La storia ebbe inizio in un noioso pomeriggio d’un piovoso novembre, sullo sfondo grigio di ferro e cemento d’una anonima città, all’interno di uno dei tanti grattacieli di vetro in cui era solita nascondersi tutta la peggior burocrazia di quel mondo apparentemente assurdo. La sala d’aspetto era gremita di gente, di persone tutte identiche tra loro, con gli stessi abiti, le stesse facce, tese, rassegnate, spente, tutte in fila per lo stesso, assurdo, irragionevole motivo: Il Potere, organo sovrano dell’intero paese, ogni anno chiamava a raccolta tutti i cittadini col fine unico di essere in possesso di tutte le informazioni possibili ed inimmaginabili su ogni individuo e assicurarsi, perciò, a loro convinzione, il completo controllo su ogni cosa. A suo malgrado, il lavoro di cacciatori di verità era particolarmente tenuto d’occhio e, per una donna poi, non presentarsi al censimento e diventare completamente fuori legge, le avrebbe creato non pochi problemi e così, in mezzo a quella seccante situazione, si trovava anche Alex, completamente assorta come sempre dai suoi mille perché. Con lo sguardo rivolto al vetro grondante che aveva di fronte, e la mente nascosta in splendidi luoghi che forse mai potevano essere esistiti o appartenuti ad una realtà se non quella di un altro universo, in quell’attimo si sentì fortunata di sapersi diversa, felice di poter usare la sua testa per immaginarsi in un altro dove e…

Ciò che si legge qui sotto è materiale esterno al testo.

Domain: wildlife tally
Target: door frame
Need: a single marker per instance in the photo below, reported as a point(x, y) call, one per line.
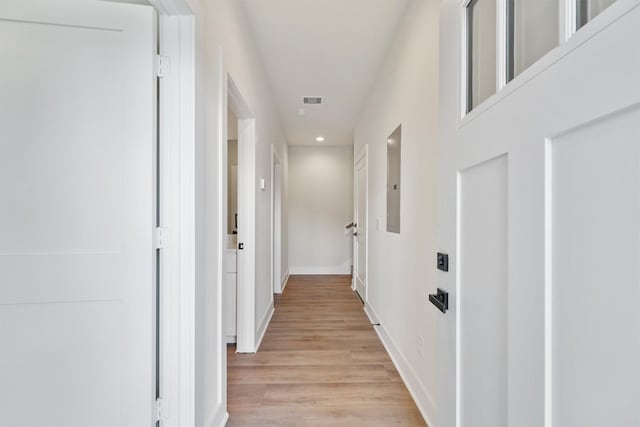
point(246, 288)
point(363, 156)
point(176, 132)
point(276, 241)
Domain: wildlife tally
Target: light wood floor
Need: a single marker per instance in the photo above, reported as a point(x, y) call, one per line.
point(320, 364)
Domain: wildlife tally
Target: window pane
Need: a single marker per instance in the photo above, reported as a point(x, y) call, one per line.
point(481, 57)
point(534, 32)
point(588, 9)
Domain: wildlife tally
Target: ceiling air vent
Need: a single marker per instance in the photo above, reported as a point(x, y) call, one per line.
point(312, 100)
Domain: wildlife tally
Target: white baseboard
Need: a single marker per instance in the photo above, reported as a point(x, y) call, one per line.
point(285, 280)
point(219, 417)
point(418, 391)
point(263, 325)
point(371, 314)
point(321, 270)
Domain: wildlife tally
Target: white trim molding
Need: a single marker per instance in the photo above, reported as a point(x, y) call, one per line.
point(421, 396)
point(219, 417)
point(264, 324)
point(246, 277)
point(285, 280)
point(177, 177)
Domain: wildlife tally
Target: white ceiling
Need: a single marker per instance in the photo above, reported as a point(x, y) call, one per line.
point(327, 48)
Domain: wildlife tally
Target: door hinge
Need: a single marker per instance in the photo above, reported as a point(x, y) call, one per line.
point(163, 66)
point(161, 409)
point(160, 238)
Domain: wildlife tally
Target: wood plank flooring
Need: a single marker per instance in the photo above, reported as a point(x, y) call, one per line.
point(320, 364)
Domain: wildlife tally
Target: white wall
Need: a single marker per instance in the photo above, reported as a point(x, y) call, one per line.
point(224, 47)
point(320, 205)
point(402, 266)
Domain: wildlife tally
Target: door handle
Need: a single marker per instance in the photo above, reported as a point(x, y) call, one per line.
point(440, 300)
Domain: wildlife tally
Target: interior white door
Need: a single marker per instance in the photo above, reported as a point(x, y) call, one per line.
point(360, 230)
point(540, 214)
point(77, 120)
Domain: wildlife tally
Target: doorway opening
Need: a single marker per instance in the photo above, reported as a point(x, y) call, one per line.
point(277, 281)
point(238, 226)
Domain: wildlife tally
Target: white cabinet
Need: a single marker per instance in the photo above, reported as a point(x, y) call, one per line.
point(230, 258)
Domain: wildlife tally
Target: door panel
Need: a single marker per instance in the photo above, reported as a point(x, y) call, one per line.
point(483, 293)
point(595, 285)
point(565, 278)
point(77, 184)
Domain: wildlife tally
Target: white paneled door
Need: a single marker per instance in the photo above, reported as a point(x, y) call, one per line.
point(77, 211)
point(540, 214)
point(360, 229)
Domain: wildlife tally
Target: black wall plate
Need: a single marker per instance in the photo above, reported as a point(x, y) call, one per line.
point(443, 261)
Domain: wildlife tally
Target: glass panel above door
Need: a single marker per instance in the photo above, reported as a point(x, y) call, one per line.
point(589, 9)
point(481, 51)
point(532, 31)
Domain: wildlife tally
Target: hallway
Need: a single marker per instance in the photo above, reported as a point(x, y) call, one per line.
point(320, 363)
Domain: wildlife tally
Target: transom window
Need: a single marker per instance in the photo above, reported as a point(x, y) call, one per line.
point(505, 37)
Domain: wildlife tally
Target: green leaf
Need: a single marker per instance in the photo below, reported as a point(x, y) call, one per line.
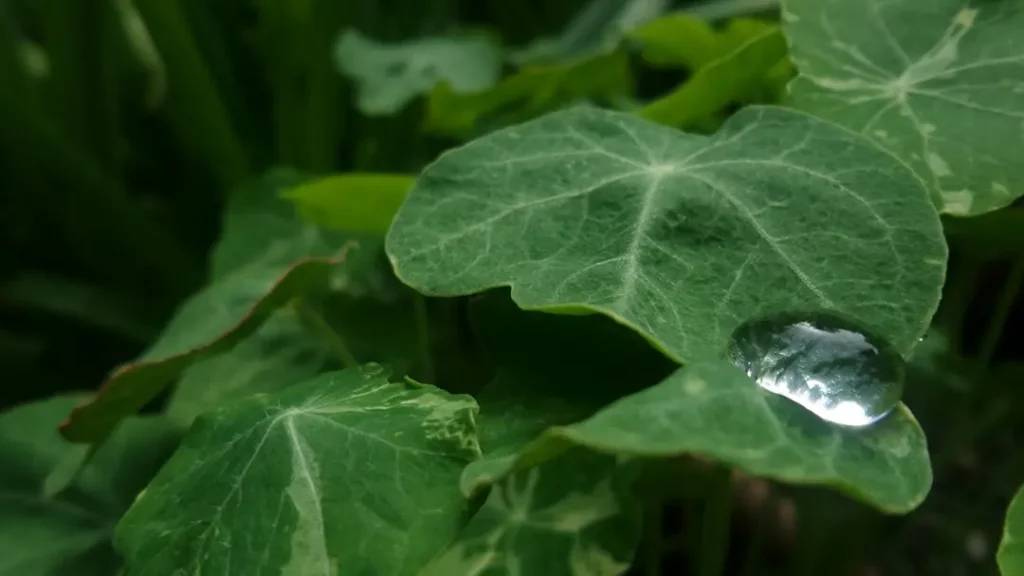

“AVANTI NUMERO 1-9-8-1! BENVENUTO!”

In quel momento la fredda ipocrita voce dell’altoparlante alle sue spalle chiamò il suo numero. Ancora pochi minuti e sarebbe potuta uscire da quello squallido luogo, sottrarsi agli sguardi incuriositi dei lettori di mente, dire addio per un altro anno a quell’infame ed odiato sistema del Potere e sfrecciare nel plumbeo del cielo con la sua moto aerea, inseguita soltanto dal rumore dei suoi pensieri.
Forse qualche nuovo lavoro era già ad attenderla in ufficio, forse il suo aiutante dai circuiti tutto fare aveva in serbo qualche buona nuova per lei o forse… inaspettatamente il suo cercapersone le vibrò nella tasca dei pantaloni. Diede una rapida occhiata. Il numero di codice che era apparso sul display con priorità alta le era totalmente sconosciuto.
Chi diavolo poteva mai essere? Non poteva trattarsi di un errore, nessuno che non fosse fidato poteva avere il suo numero senza che lei ne fosse a conoscenza e, soprattutto, perché tutta quell’urgenza?
Si alzò di scatto, doveva assolutamente finire quella ridicola pagliacciata al più presto e volare di corsa al suo computer. In quella faccenda doveva assolutamente vederci più chiaro.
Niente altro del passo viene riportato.